Benjamin Kipchumba, membro da equipe e ex-fundista, contou que Leong o procurou várias vezes durante sessões de treinamento ao longo dos anos. Ele sempre declinou a oferta. Então, depois de sofrer uma contusão e perceber que a corrida no Quênia era feroz demais, Kipchumba sucumbiu à pressão de Leong.
Desde que se juntou à equipe dois anos atrás, Kipchumba, 26 anos, tem se destacado. Segundo ele, o sucesso no atletismo se traduz bem no ciclismo, mas os atletas de Iten ainda relutam em trocar de esporte.
- Quem corre tem os pulmões bem grandes - disse Kipchumba. - Quando comecei a treinar numa bicicleta, eu respirava bem. Minhas pernas também estavam acostumadas à dor. Tive menos dor do que os outros. O único problema é o medo do esporte do ciclismo. Eles não o conhecem muito bem.
De acordo com especialistas em atletismo, os músculos fortes de corredores de curta e meia distância podem fazer a transição mais facilmente, considerando a massa muscular necessária para o ciclismo. A região do Vale do Rift é mais conhecida por produzir corredores de longa distância.
No entanto, segundo Scott Murr, triatleta veterano e professor do Departamento de Ciências da Saúde na Universidade Furman, o físico queniano não é um impedimento ao sucesso no ciclismo.

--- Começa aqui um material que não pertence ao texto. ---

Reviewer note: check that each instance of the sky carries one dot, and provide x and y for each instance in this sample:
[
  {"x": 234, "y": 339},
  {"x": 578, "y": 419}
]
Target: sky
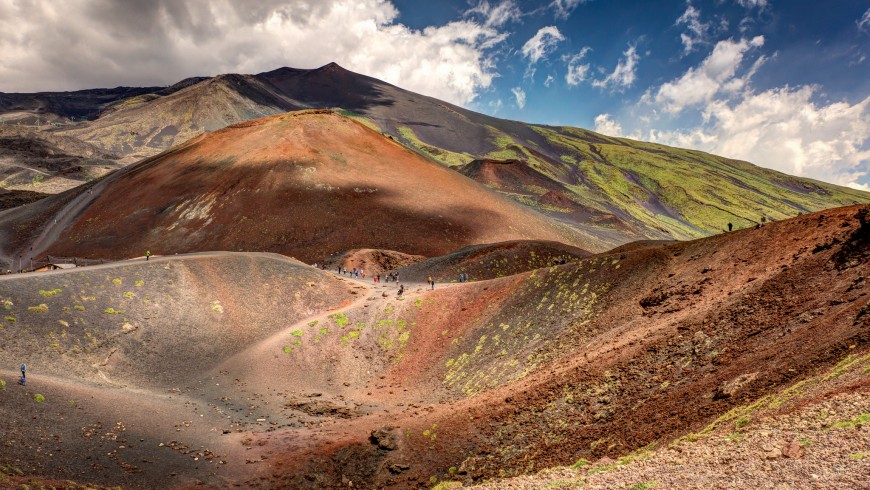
[{"x": 784, "y": 84}]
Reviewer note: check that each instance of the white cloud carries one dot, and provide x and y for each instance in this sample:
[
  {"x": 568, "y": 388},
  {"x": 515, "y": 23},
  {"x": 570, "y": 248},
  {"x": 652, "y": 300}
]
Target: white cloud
[
  {"x": 563, "y": 8},
  {"x": 696, "y": 31},
  {"x": 495, "y": 106},
  {"x": 624, "y": 74},
  {"x": 577, "y": 72},
  {"x": 864, "y": 21},
  {"x": 520, "y": 96},
  {"x": 542, "y": 43},
  {"x": 496, "y": 15},
  {"x": 749, "y": 4},
  {"x": 607, "y": 126},
  {"x": 96, "y": 43},
  {"x": 714, "y": 75},
  {"x": 783, "y": 129}
]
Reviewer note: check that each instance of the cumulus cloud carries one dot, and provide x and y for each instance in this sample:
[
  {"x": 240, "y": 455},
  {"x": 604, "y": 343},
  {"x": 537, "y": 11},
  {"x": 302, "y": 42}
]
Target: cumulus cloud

- Do ponto de vista estritamente fisiológico, não sei se alguém ou algum corpo tem desvantagem fisiológica - disse Murr. - Não creio que os quenianos tenham mais desvantagem em termos de psicobiologia do que os outros.
A falta de uma cultura ciclística tradicional apresenta uma ameaça inegável às aspirações do projeto Kenyan Riders. A ausência dos elementos básicos para o esporte também é prejudicial.
Renato Canova, técnico de atletismo mundialmente famoso e morador de Iten, disse que "aqui é fácil encontrar pessoas para todo tipo de evento. O problema são as instalações. O moral vem com as instalações. Dá para correr em todo lugar". Quanto ao ciclismo, "não acho que ele possa se tornar um dos principais esportes do Quênia ou da África. Para começar, temos as estradas. Elas são péssimas e as pessoas dirigem feito loucas. Esse é o principal problema".